De advocaat-generaal heeft ter terechtzitting in hoger beroep gevorderd dat de vordering van de benadeelde partij tot een bedrag van € 530,00 zal worden toegewezen, met oplegging van de schadevergoedingsmaatregel en voor het overige deel niet-ontvankelijk zal worden verklaard.
Het hof overweegt als volgt.
De verdachte wordt niet schuldig verklaard ter zake van het ten laste gelegde handelen waardoor de gestelde schade zou zijn veroorzaakt. De benadeelde partij kan daarom in de vordering niet worden ontvangen.

BESLISSING

Het hof:
Vernietigt het vonnis waarvan beroep en doet opnieuw recht:
Verklaart niet bewezen dat de verdachte het ten laste gelegde heeft begaan en spreekt de verdachte daarvan vrij.

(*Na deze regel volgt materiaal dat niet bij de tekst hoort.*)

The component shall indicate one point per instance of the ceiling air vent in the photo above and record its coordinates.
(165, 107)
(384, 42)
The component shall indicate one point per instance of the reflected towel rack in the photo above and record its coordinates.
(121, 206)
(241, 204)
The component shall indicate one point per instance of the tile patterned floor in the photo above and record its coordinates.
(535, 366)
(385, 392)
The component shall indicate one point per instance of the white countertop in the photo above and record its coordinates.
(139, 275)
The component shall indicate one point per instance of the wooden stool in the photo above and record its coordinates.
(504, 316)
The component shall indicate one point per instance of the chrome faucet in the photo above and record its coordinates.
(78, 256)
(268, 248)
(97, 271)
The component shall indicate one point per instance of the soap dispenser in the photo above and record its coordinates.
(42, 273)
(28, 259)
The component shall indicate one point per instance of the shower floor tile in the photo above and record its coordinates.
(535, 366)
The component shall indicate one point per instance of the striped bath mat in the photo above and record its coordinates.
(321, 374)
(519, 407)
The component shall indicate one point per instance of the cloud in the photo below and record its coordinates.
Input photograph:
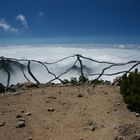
(40, 14)
(22, 19)
(6, 26)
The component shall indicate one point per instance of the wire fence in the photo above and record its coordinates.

Vordering van de benadeelde partij [slachtoffer]
Verklaart de benadeelde partij [slachtoffer] niet-ontvankelijk in de vordering tot schadevergoeding.
Bepaalt dat de benadeelde partij en de verdachte ieder hun eigen kosten dragen.
Dit arrest is gewezen door de meervoudige strafkamer van het gerechtshof Amsterdam, waarin zitting hadden mr. G.M. Boekhoudt, mr. C.N. Dalebout en mr. J.J.I. de Jong, in tegenwoordigheid van mr. O.F. Qane, griffier, en is uitgesproken op de openbare terechtzitting van dit gerechtshof van 4 december 2017.